Despite its stated ideology of a centralised economy, Cuba did what it had to do to survive a crippling energy crisis by encouraging a return to an agrarian, communal lifestyle based more on a localised economic model, even in the cities.
What we can do
Are we prepared to undertake major shifts in paradigm? Do we have sufficient strength, fortitude and vision to survive the initial stages of PeakOil and come out strong enough to make any other adaptations that we might be required to?
Why not minimise the upheaval and start changing now?
Most fruit trees take several years to bear. A healthy soil with healthy levels of microbial activity can take several years to organically re-create from a previously chemically-dependent wasteland. While machines, packaging and transport are as cheap as they currently are, it makes sense to take advantage of the prevailing situation and make a start now.
Things will never cost as little as they do today.
Take the time now to learn about organic food production, no-till or minimum-till farming, Permaculture or even the “do nothing” approach of Masanobu Fukuoka.
Is it not better to make mistakes and learn the art of sustainable, petrochemical-free food production now, when the cost of those mistakes are less drastic to the fortunes of you and your family?
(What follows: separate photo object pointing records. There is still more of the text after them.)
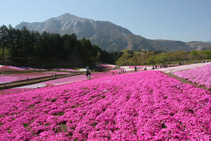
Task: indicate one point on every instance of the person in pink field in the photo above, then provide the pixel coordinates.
(88, 74)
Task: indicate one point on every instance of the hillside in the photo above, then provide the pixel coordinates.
(107, 35)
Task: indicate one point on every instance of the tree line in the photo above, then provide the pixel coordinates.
(28, 47)
(130, 57)
(48, 50)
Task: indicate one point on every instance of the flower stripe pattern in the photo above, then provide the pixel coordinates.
(137, 106)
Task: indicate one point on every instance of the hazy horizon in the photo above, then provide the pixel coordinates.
(181, 20)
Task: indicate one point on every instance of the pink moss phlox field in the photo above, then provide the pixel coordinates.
(137, 106)
(6, 78)
(201, 76)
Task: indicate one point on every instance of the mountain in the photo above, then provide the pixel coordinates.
(107, 35)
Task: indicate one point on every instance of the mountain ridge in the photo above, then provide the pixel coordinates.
(107, 35)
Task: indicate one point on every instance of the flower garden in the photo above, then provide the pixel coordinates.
(201, 76)
(146, 105)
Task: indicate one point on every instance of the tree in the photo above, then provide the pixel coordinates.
(4, 38)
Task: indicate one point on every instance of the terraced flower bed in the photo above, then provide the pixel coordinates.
(6, 78)
(200, 76)
(137, 106)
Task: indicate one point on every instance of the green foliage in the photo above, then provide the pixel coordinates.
(153, 58)
(25, 46)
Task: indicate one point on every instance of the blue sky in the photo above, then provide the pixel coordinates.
(184, 20)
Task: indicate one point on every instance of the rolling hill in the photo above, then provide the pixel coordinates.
(107, 35)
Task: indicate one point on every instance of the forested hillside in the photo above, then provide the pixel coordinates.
(49, 50)
(30, 48)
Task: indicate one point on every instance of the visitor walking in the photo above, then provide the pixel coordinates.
(88, 74)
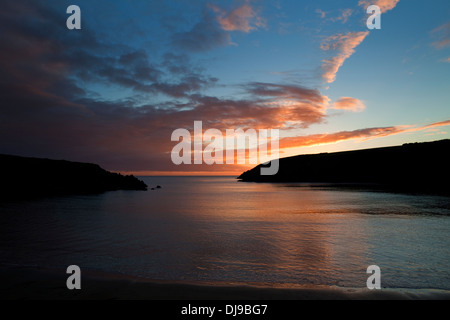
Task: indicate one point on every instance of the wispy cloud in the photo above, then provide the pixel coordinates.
(349, 104)
(243, 18)
(363, 134)
(345, 46)
(385, 5)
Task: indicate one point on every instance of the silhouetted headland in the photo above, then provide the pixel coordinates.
(24, 177)
(413, 167)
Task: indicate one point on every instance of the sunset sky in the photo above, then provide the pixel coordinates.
(113, 92)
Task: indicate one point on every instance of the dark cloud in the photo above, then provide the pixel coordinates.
(50, 108)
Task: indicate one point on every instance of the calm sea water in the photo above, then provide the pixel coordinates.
(215, 229)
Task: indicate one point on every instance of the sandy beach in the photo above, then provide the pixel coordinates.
(26, 283)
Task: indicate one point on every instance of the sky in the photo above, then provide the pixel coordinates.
(114, 91)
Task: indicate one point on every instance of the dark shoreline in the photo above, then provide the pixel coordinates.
(28, 178)
(415, 168)
(19, 283)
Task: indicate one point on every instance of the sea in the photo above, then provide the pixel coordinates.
(220, 230)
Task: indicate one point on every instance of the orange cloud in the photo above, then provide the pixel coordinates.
(349, 104)
(365, 134)
(345, 46)
(385, 5)
(243, 18)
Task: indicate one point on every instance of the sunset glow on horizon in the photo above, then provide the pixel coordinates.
(114, 91)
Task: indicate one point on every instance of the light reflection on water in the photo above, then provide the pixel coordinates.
(217, 229)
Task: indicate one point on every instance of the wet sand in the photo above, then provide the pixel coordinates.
(26, 283)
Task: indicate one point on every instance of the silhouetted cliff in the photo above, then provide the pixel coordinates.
(23, 177)
(415, 167)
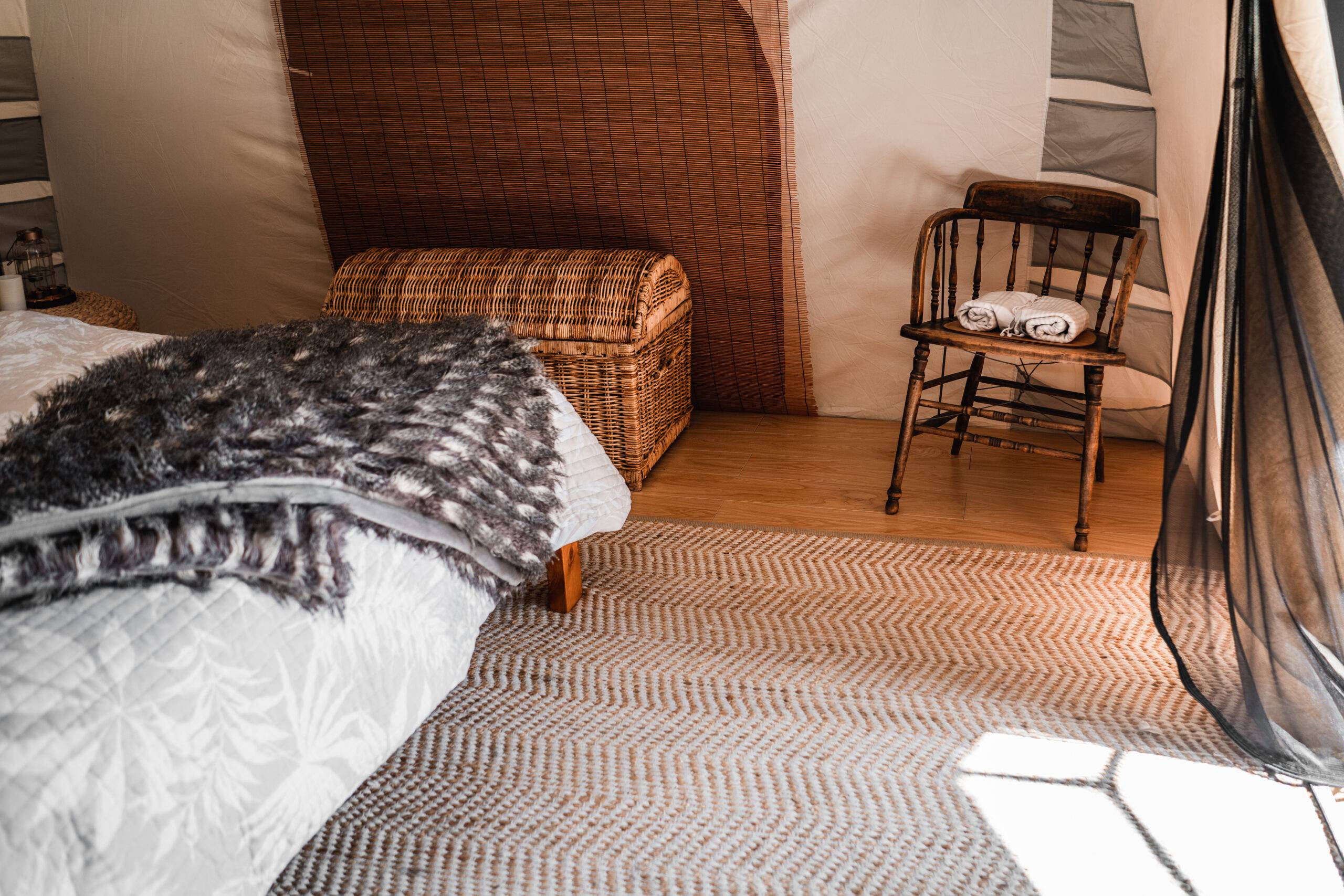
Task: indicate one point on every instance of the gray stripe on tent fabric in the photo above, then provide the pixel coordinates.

Which seed varieties are too dependent on the frequent and liberal application of petroleum-derived chemicals? Test and find varieties that can not only flourish under purely organic conditions, but that can re-produce themselves through several generations from saved seed. Learn about bio-pesticides and fertilising options that are effective for your conditions and soil types. Remember that in a $250 per barrel world you don’t want to be relying on systems that are too far removed from the way Nature designed them.
Make a start now because you will certainly not regret it later and the benefits to your health and that of your family cannot be underestimated. If your gardening branches out into becoming a form of community activity, so much the better.
As a result of the end of cheap oil our world is going to change beyond recognition, and to survive we will have to dramatically change the way we see and interact with that world.
Why not begin now by seeing it as a sustainable world in which everyone matters?